Существовало одно строжайшее правило, непреложность которого не подвергалась сомнению. Вне стен казармы рядовым солдатам ни при каких обстоятельствах нельзя было кого-либо узнавать. До демобилизации мне оставалось совсем немного; я ехал в почти пустом трамвае и вдруг почувствовал, что кто-то смотрит мне в затылок. Действительно, на открытой площадке стоял знакомый молодой офицер, в штатском. Я не знал, как он оказался на этой службе, но свой высокий чин он, несомненно, получил за особые заслуги, и то, что он сейчас ехал рядом со мной в трамвае не было, думаю, самой сомнительной из них с моральной точки зрения. Трамвай дребезжа вез нас по проспекту Верпелети, но еще не свернул на мост. Офицер подошел ближе. Сейчас, стоило бы мне захотеть, я мог выбрать для себя самую что ни на есть опасную жизнь. В его огромных темных глазах было что-то глубоко трагическое, и, как ни странно это звучит, он нуждался в моей помощи. Пока мы громыхали по гулкому мосту Петефи, я несколько раз отказал ему в помощи и по меньшей мере столько же раз снова встречался с ним глазами. Мы стояли рядом, молча и напряженно.

Держась за поручни, погруженные в собственные печали, мы искоса наблюдали, каким образом другой, борясь с волнением, рискнет нарушить один из основных параграфов устава. Каждый ждет, что увидит это по губам, по глазам другого и — надеется.

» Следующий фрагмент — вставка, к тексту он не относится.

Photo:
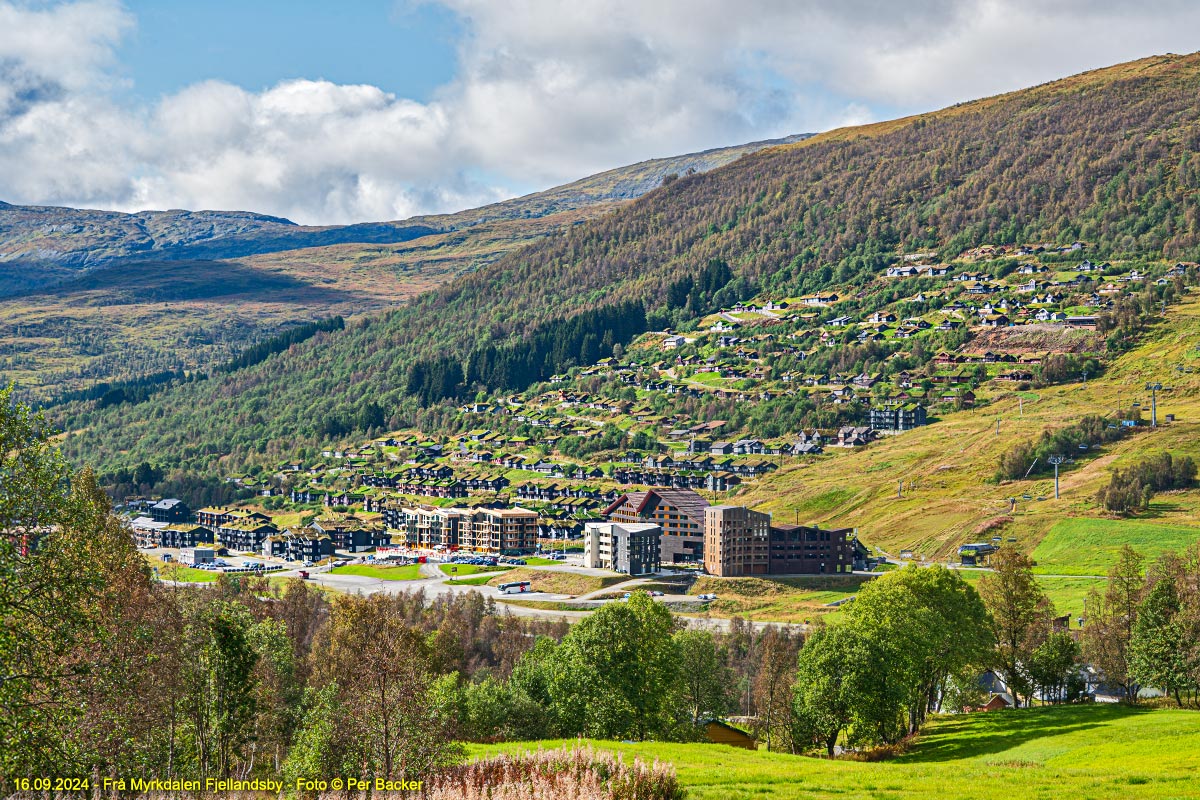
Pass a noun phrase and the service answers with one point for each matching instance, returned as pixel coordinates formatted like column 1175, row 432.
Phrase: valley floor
column 1083, row 751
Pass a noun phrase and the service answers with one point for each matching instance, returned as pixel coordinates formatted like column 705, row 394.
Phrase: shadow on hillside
column 983, row 733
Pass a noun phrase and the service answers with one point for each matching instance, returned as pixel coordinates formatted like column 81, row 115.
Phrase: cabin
column 723, row 733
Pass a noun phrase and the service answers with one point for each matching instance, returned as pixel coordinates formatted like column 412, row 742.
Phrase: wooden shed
column 723, row 733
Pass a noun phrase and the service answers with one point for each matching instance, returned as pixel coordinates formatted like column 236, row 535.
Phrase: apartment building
column 509, row 531
column 743, row 542
column 801, row 549
column 736, row 541
column 678, row 512
column 633, row 548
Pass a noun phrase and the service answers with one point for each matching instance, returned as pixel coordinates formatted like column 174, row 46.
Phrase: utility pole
column 1055, row 461
column 1153, row 403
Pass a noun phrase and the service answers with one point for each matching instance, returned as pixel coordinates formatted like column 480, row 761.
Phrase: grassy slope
column 1096, row 752
column 127, row 319
column 953, row 461
column 558, row 583
column 184, row 573
column 773, row 209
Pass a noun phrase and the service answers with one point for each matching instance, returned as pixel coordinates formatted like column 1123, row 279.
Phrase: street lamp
column 1055, row 461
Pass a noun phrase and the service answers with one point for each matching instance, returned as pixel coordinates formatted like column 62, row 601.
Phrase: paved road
column 435, row 583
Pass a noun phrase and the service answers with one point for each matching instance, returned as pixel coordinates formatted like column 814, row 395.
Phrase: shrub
column 567, row 774
column 1133, row 487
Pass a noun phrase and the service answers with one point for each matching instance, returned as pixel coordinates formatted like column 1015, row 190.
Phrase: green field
column 1066, row 594
column 1092, row 752
column 185, row 573
column 471, row 569
column 407, row 572
column 1091, row 546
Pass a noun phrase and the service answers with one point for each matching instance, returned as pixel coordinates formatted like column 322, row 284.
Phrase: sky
column 329, row 113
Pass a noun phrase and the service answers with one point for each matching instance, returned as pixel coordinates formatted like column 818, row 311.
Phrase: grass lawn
column 1081, row 546
column 1098, row 752
column 407, row 572
column 775, row 600
column 1066, row 594
column 474, row 581
column 471, row 569
column 185, row 573
column 559, row 583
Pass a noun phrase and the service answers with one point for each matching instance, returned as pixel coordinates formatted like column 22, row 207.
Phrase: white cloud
column 544, row 94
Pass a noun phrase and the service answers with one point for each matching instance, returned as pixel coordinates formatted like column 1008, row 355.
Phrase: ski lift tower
column 1055, row 461
column 1153, row 402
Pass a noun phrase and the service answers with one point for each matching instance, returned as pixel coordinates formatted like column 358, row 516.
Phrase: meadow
column 1092, row 752
column 949, row 494
column 406, row 572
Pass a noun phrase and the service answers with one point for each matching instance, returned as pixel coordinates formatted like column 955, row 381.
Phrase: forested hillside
column 1109, row 157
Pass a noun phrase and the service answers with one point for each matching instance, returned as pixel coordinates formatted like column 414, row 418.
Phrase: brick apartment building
column 736, row 541
column 509, row 531
column 678, row 512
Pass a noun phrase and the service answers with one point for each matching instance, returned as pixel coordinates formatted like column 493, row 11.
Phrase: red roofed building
column 678, row 512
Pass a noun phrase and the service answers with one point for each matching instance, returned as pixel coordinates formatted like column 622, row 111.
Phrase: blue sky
column 382, row 109
column 409, row 50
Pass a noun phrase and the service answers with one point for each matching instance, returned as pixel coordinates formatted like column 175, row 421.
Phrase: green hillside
column 1108, row 157
column 101, row 296
column 948, row 469
column 52, row 244
column 1098, row 752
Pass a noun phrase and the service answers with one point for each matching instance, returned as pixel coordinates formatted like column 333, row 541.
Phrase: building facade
column 736, row 541
column 898, row 417
column 171, row 511
column 633, row 548
column 184, row 535
column 678, row 512
column 801, row 549
column 509, row 531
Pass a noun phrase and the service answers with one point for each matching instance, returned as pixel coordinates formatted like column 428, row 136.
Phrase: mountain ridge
column 49, row 241
column 1115, row 164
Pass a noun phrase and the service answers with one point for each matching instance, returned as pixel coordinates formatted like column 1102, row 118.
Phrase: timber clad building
column 631, row 548
column 736, row 541
column 801, row 549
column 489, row 530
column 743, row 542
column 678, row 512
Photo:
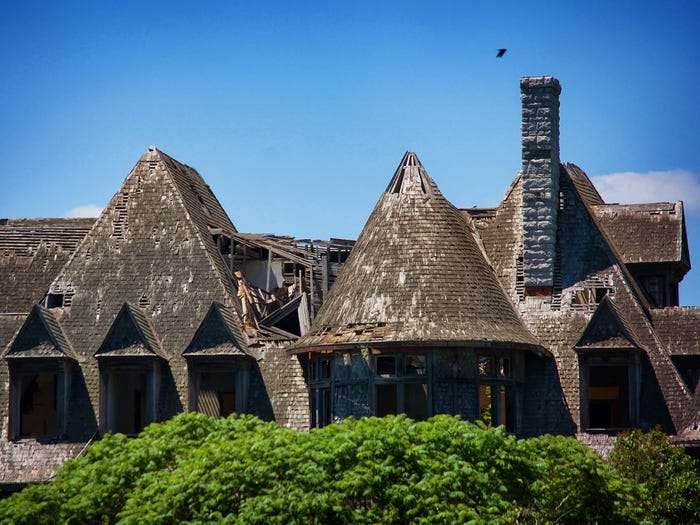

Наша печаль отличалась не глубиной своей, а по самой своей сути, отчего искушение лишь усиливалась. На площади Борарош я буквально пулей выскочил из трамвая. Он молча последовал за мной. Зима 1964 года была необыкновенно суровой, мы, скользя, перебирались через всю, покрывшуюся грязной ледяной коркой, площадь. В темной толпе мне пришлось долго дожидаться автобуса. Мы согревались теплом друг друга. Тому, кто вырос при диктатуре, иной раз легче вообразить, что его сознательно подставляют, чтобы потом шантажировать. И он не верит собственным глазам и даже перестает это замечать, что ничему не верит. А через какое-то время сам уже напоминает колючее растение, усохшее до предписанной ему формы существования. Стиснутый толпой, я уехал на своем двадцать третьем автобусе.